De tan convencidos como estaban los puritanos de que en los bosques de secuoyas milenarias sólo podía morar el Diablo, cabría preguntarse si acaso no serían ellos mismos quienes lo trajeron consigo a bordo del Mayflower. En ciertos aspectos, La bruja recuerda poderosamente a una modesta producción independiente, fugazmente estrenada en nuestro país en formato doméstico como Ojos de fuego (Avery Crounse, 1983). Y es que el continente que se extendía hacia el oeste era, para los habitantes de Salem, el último refugio de la tierra en el que no se rendía tributo a Dios. Una frontera oscura y amenazante de la que surgían, de tanto en cuando, merodeadores de las tribus locales para secuestrar niños y utilizarlos en sus sacrificios. Pero lo mismo se decía de los judíos en los “libelos de sangre” de la Edad Media así que, en ese sentido, el rapto y posterior asesinato de Samuel, el primer vástago de la familia nacido en el Nuevo Mundo, podría interpretarse como un gesto doblemente simbólico.

Philip el Negro, auténtica estrella de la película
La primera vez que atisbamos a la Bruja en su representación más canónica –esto es, anciana y decrépita– importada de la Vieja Europa, que unge su correoso pellejo con la sangre del recién nacido, quién sabe si para rejuvenecerlo o para alzar el vuelo hacia el aquelarre. En Galicia las meigas chuchonas se alimentan de la sangre de los niños, mientras que en Alemania utilizan su grasa para elaborar pócimas y filtros. Podríamos remontarnos al Neolítico, como hizo Margaret Murray en The Witch-Cult in Western-Europe (1921) para hablar del culto a Diana, Baco o el mismísimo dios Pan. El macho cabrío: Black Phillip, cuyo nombre nos recuerda además al del caudillo de la tribu wapanoaga, presionado por los colonos a convertirse al cristianismo y cuya resistencia propició el genocidio que diezmó la población nativa.

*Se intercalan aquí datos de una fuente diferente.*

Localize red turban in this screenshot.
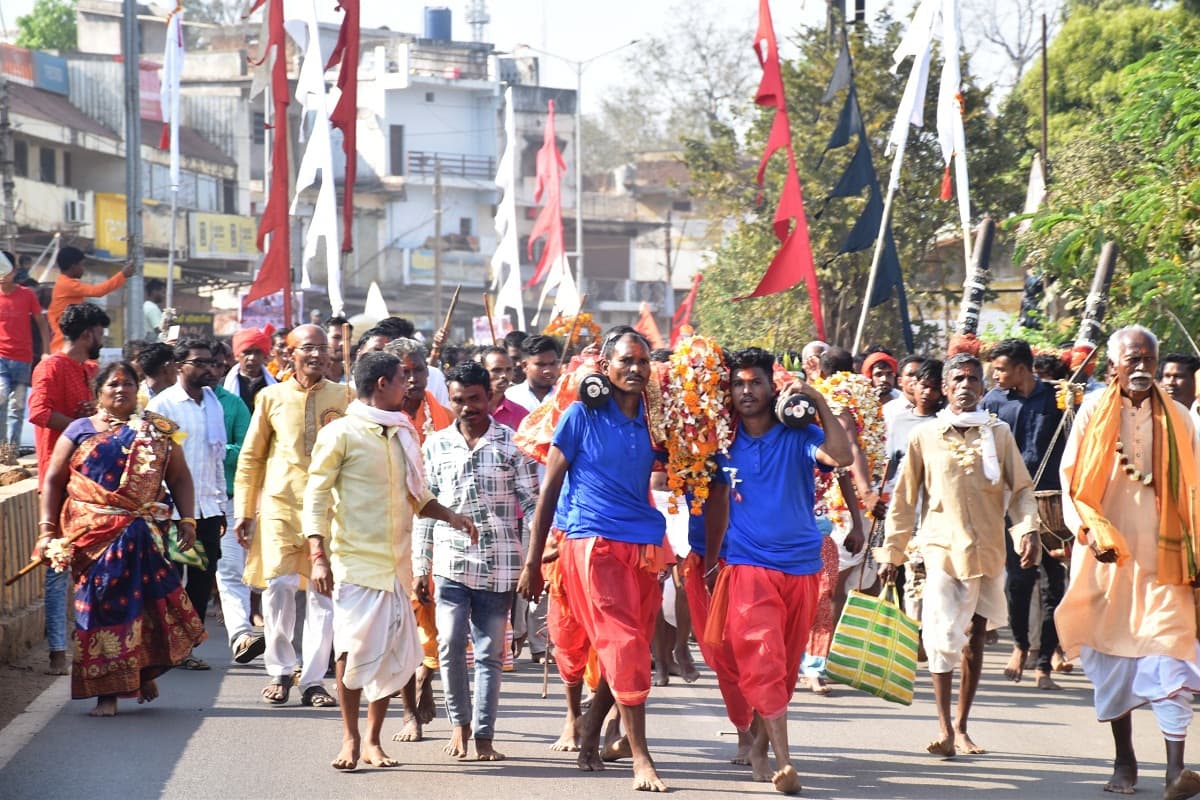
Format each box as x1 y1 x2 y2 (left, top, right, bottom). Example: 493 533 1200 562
232 328 272 358
861 352 898 379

Quienes niegan la existencia del demonio, tampoco pueden creer en los ángeles. Cualquier infortunio que afectara a la colonia, desde una mala cosecha a la muerte de un crío, se atribuía a la presencia del Mal. Se manifiesta en forma de espíritus familiares, ya sean estos animales salvajes o domésticos, o a través del cornezuelo, un tipo de hongo que crece en los cereales y se consume a través de la masa del pan provocando toda clase de alucinaciones. «¿Quieres sentir el sabor de la mantequilla? ¿Un hermoso vestido? ¿Te gustaría vivir de manera deliciosa?». VVomen y VVicca se escriben con VV de VVitch. En palabras del historiador francés Jules Michelet, «la Mujer en el sabbath lo era todo. Ella era el sacerdote, ella era el altar, ella era la hostia con la que comulgaba todo el pueblo. En el fondo, ¿no era también Dios mismo?». En cuyo caso, la metáfora final del empoderamiento femenino, no por evidente, resulta menos acertada. Incluso necesaria en estos tiempos que corren.